Disruption in NL3 hosting location

Incident Report for TOPdesk SaaS Status page

Postmortem

On Sunday June 28th at 19:15 (07:15 PM) CEST our monitoring system alerted the standby operator that several servers in the NL3 hosting location were unavailable. The standby operator investigated the issue and noticed that the servers were unreachable, and datacenter management tools were not working.

The standby engineer contacted the hosting provider to continue troubleshooting this issue, and the hosting provider confirmed the issue. The hosting provider started investigating the issue with the highest priority, and promptly escalated the problem when it could not be resolved soon. Additional engineers were called in, and after a long troubleshooting session the issue appeared to be fully resolved at 02:00 (AM) on Monday.

At 07:25 (AM) on Monday one of our engineers noticed that a part of the infrastructure in the NL3 hosting location had not recovered fully. The issue was resolved in a few minutes, meaning some features in TOPdesk could have malfunctioned until 7:30 AM.

Root cause

A port on the storage array used to host databases and files for TOPdesk SaaS environments was malfunctioning. This issue was hard to detect, as the hosting provider used the same storage array for it’s management systems and monitoring system.

Action points

The hosting provider will make sure the monitoring system for the storage array uses a different storage system. A separate investigation is started to find the root cause of the failing monitoring system.

TOPdesk has identified some points of improvement in the communication towards customers and with the hosting provider. We’ll follow up on the internal communication improvements, and will contact the hosting provider to further improve our collaboration during disruptions that affect our customers.

Update 13-07-2020

To further troubleshoot the problem, all relevant cables and network cards on the machine have been replaced by the hosting provider. The team also tested assigning a machine different ports on the switch, and different switchports on the storage.

As there was some network congestion detected, the uplink capacity will be expanded to prevent future issues.

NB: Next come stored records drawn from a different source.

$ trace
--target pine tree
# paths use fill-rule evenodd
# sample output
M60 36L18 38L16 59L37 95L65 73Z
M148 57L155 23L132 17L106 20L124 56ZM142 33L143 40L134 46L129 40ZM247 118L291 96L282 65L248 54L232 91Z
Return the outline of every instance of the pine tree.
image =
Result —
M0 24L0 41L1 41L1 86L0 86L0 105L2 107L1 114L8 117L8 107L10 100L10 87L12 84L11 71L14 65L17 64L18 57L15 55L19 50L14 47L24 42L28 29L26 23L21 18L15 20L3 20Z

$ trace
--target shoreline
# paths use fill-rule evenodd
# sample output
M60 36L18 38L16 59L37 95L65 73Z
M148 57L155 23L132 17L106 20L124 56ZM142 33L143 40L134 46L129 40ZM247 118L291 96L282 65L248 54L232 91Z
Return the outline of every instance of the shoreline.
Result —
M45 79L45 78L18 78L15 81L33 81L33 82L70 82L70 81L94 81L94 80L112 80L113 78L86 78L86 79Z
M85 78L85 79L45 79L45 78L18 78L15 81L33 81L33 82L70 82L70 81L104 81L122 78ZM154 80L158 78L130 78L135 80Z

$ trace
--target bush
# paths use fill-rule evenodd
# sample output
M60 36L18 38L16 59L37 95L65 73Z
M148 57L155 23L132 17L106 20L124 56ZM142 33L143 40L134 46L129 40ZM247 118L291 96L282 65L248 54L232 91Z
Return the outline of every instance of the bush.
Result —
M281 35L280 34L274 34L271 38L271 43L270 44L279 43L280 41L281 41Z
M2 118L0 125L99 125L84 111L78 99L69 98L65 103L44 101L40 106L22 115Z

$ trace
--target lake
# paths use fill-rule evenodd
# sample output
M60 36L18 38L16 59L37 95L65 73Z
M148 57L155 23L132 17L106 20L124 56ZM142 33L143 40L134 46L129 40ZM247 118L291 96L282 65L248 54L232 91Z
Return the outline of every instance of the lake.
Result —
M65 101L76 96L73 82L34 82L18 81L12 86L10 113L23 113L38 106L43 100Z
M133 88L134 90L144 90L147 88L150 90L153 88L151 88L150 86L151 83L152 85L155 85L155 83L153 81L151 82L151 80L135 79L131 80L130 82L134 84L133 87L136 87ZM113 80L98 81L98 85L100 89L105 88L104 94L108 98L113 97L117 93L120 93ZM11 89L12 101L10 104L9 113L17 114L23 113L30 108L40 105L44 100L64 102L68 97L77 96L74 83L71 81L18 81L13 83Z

The hosting provider has added alert rules on its monitoring system so their standby operators are immediately informed when storage is unreachable.

Posted Jul 08, 2020 - 14:20 CEST

Resolved

All environments are running and accessible. If any issues occur please contact our support department.

Posted Jun 29, 2020 - 02:32 CEST

Update

Our hosting provider reported to have found a possible root cause. We will be check all environment and make sure they are all accessible again. A root cause analysis will also follow.

Posted Jun 29, 2020 - 01:36 CEST

Update

Our hosting provider is still investigating with highest priority. We will decrease the amount of updates since nothing mention-able is happening. Do note that we and our hosting provider are working non stop to resolve this problem.

Posted Jun 29, 2020 - 01:06 CEST

Update

Our hosting provider is still investigating the problem with highest priority.

Posted Jun 28, 2020 - 22:41 CEST

Update

Our hosting provider is still investigating and working on a solution. When more detailed information is available we will post it here.

Posted Jun 28, 2020 - 21:36 CEST

Update

Our hosting provider updated us that this outage still has the highest priority and they are working on a solution.

Posted Jun 28, 2020 - 21:05 CEST

Update

Our hosting provider has been contacted and acknowledged there is a partial outing. They are working on a resolution.

Posted Jun 28, 2020 - 20:35 CEST

Investigating

We are currently experiencing problems on the NL3 hosting location. As a result your TOPdesk environment may not be available.

We are aware of the problem and working on a solution.

Our apologies for the inconvenience. The current status can be found on our TOPdesk Status Page: https://status.topdesk.com

To inform TOPdesk you are affected by this issue, please visit https://my.topdesk.com/tas/public/ssp/ . Please refer to incident 20 06 7893.

Posted Jun 28, 2020 - 19:34 CEST

This incident affected: NL3 SaaS hosting location.